Il y a une semaine ou deux, j’ouvre l’application pour vérifier certaines choses liées à L’Ostrogoth, et je tombe sur une publication xénophobe (en anglais), la première qui m’est suggérée sur mon fil (que je ne partagerai pas ici pour ne pas propager davantage ces discours de haine).

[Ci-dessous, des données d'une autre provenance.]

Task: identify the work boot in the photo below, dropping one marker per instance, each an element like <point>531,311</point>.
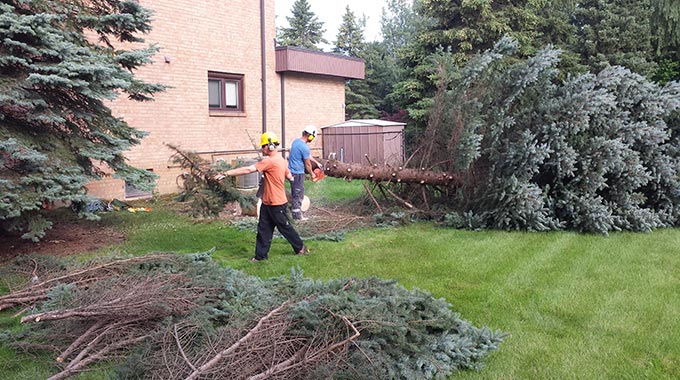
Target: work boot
<point>303,251</point>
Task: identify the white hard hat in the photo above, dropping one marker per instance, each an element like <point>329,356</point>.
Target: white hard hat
<point>310,130</point>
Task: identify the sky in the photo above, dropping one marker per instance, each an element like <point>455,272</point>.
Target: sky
<point>330,12</point>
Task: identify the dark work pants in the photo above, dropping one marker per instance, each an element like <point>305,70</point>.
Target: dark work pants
<point>270,217</point>
<point>297,189</point>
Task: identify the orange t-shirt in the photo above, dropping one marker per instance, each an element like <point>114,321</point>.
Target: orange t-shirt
<point>275,170</point>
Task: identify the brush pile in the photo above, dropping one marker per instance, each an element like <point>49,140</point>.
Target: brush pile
<point>168,316</point>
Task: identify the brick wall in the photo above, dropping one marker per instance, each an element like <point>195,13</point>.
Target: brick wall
<point>312,99</point>
<point>197,37</point>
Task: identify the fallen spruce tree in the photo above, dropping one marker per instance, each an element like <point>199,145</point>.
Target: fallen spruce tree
<point>169,316</point>
<point>510,144</point>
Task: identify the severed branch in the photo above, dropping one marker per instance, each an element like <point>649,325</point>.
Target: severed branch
<point>99,355</point>
<point>38,292</point>
<point>235,346</point>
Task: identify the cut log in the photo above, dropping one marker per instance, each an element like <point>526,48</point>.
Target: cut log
<point>400,174</point>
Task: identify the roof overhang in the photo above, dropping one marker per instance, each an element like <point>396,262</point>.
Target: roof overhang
<point>299,60</point>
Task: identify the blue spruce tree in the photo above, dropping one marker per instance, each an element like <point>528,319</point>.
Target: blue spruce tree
<point>59,63</point>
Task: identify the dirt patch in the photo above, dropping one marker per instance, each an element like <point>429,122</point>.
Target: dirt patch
<point>65,238</point>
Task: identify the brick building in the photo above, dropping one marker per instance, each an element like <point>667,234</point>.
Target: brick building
<point>228,83</point>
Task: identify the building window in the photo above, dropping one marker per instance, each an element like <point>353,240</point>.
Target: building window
<point>225,92</point>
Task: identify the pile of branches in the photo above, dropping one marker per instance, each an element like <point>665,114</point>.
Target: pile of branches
<point>183,317</point>
<point>101,310</point>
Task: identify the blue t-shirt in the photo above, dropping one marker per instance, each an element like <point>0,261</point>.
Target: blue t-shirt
<point>299,152</point>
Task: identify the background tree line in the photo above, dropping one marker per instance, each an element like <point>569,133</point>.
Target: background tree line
<point>554,114</point>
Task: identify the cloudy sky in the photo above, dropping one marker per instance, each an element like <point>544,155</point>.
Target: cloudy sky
<point>330,12</point>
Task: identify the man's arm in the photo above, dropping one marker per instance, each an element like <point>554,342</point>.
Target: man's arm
<point>234,172</point>
<point>308,166</point>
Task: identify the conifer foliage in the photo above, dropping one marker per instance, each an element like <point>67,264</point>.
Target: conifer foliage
<point>304,30</point>
<point>594,153</point>
<point>58,64</point>
<point>183,317</point>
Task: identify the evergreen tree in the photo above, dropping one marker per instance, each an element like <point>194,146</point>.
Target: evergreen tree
<point>666,36</point>
<point>56,133</point>
<point>614,32</point>
<point>360,100</point>
<point>304,28</point>
<point>350,38</point>
<point>598,153</point>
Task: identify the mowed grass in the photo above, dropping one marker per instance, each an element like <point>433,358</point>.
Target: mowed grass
<point>576,306</point>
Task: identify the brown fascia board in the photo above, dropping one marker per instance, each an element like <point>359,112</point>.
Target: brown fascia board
<point>299,60</point>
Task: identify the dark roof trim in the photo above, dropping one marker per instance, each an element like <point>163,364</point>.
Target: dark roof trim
<point>299,60</point>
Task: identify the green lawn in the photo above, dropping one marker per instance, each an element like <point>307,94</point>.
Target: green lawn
<point>576,306</point>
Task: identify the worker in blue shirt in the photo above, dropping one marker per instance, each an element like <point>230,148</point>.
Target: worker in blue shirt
<point>299,160</point>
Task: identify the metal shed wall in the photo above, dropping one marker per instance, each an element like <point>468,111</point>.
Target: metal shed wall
<point>383,144</point>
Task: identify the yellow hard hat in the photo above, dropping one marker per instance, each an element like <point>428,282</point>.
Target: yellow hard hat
<point>269,138</point>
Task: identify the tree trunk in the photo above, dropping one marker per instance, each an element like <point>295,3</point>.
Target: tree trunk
<point>399,174</point>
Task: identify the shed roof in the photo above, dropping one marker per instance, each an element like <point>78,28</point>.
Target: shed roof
<point>295,59</point>
<point>365,122</point>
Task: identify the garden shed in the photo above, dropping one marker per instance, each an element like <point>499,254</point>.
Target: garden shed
<point>350,141</point>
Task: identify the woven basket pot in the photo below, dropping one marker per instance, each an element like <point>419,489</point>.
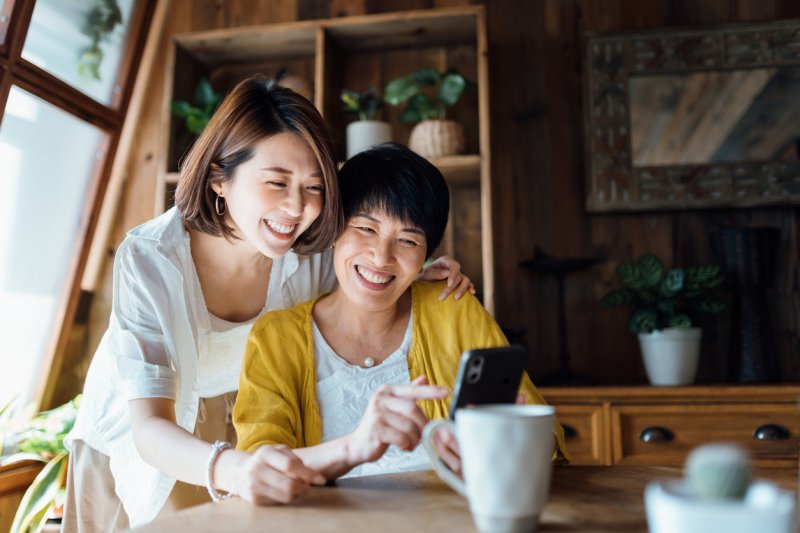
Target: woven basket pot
<point>437,138</point>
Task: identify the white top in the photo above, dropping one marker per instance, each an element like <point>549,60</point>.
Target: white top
<point>344,391</point>
<point>216,349</point>
<point>151,348</point>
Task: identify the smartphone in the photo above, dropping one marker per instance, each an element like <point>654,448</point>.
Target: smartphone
<point>489,375</point>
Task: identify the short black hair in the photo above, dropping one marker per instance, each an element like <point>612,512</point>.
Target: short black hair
<point>392,178</point>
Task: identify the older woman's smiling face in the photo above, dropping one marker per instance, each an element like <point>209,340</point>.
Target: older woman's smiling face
<point>377,258</point>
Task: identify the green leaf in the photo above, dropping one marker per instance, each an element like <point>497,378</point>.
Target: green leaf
<point>40,494</point>
<point>680,321</point>
<point>651,270</point>
<point>37,521</point>
<point>709,305</point>
<point>643,320</point>
<point>204,94</point>
<point>400,90</point>
<point>672,284</point>
<point>420,107</point>
<point>452,86</point>
<point>22,456</point>
<point>617,297</point>
<point>183,109</point>
<point>629,275</point>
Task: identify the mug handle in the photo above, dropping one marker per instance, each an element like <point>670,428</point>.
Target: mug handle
<point>442,469</point>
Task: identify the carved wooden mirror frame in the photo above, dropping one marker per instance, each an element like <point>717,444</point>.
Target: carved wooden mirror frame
<point>613,183</point>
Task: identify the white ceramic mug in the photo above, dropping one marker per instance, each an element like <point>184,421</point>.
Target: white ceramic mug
<point>506,460</point>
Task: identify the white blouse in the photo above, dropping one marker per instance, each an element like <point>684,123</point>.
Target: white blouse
<point>344,391</point>
<point>152,345</point>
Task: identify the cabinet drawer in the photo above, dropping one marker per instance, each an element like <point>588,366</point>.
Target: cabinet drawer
<point>663,435</point>
<point>587,440</point>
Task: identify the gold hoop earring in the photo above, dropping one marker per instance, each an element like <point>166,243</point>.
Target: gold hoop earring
<point>219,205</point>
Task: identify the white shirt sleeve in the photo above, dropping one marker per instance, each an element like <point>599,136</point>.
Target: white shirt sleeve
<point>138,341</point>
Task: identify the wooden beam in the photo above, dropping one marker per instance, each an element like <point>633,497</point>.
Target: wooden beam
<point>111,200</point>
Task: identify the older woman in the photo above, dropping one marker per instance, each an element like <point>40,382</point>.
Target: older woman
<point>338,378</point>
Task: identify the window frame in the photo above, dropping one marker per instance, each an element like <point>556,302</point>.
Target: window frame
<point>14,70</point>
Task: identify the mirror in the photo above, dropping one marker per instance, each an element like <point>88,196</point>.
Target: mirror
<point>685,119</point>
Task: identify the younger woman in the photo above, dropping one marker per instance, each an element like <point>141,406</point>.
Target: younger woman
<point>257,208</point>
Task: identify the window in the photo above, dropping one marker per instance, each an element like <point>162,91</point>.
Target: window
<point>66,70</point>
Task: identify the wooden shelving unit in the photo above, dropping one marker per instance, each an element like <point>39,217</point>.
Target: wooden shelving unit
<point>358,53</point>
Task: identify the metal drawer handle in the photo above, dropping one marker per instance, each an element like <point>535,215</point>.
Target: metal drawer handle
<point>771,432</point>
<point>656,434</point>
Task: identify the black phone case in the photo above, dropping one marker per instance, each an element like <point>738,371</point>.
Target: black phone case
<point>489,375</point>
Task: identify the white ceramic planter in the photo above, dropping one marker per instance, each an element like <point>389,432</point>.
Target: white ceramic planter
<point>671,509</point>
<point>363,134</point>
<point>671,355</point>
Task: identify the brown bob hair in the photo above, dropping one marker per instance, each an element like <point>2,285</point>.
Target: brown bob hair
<point>255,109</point>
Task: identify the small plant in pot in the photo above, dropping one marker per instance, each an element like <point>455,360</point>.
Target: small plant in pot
<point>718,493</point>
<point>427,94</point>
<point>367,131</point>
<point>668,306</point>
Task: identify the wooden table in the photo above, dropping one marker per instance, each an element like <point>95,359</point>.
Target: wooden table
<point>582,498</point>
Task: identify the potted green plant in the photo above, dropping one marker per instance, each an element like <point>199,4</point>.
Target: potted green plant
<point>667,309</point>
<point>100,22</point>
<point>718,493</point>
<point>427,94</point>
<point>367,131</point>
<point>43,440</point>
<point>198,113</point>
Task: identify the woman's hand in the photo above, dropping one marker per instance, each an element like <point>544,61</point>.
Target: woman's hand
<point>392,417</point>
<point>448,268</point>
<point>271,474</point>
<point>447,448</point>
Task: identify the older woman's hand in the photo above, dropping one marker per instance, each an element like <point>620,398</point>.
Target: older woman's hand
<point>392,417</point>
<point>448,268</point>
<point>270,474</point>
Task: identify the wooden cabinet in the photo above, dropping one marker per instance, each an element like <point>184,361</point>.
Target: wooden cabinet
<point>358,53</point>
<point>659,426</point>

Ayant entendu parler du problème de nazis de la plateforme, je suis allé voir la page de l’auteur. Quelle ne fut pas ma surprise de le voir s’identifier comme un « jeune fasciste sensible » qui ne cherche rien d’autre que « l’anéantissement total de ses ennemies », et de se qualifier comme le « mégaphone d'Hitler ». Chic type.
Je l’ai évidemment signalé à Substack, et en date du mardi 2 septembre, le compte était toujours actif (la référence à Hitler en moins).
Pour cette raison et bien d’autres, des créateurs (dont mon guide spirituel Olivier Niquet) ont quitté la plateforme pour d’autres cieux, tandis que d’autres, comme Margaret Atwood, font pression sur les gestionnaires de l’entreprise pour qu’ils revoient leurs pratiques.
Mais voilà, Substack est l’une des seules plateformes d’infolettres efficaces et gratuites, et puisque je ne fais pas une cenne avec L’Ostrogoth, je suis réticent à me tourner vers des options payantes.
À suivre…
Sur cette note grave, je vous souhaite à toutes et à tous une bonne rentrée !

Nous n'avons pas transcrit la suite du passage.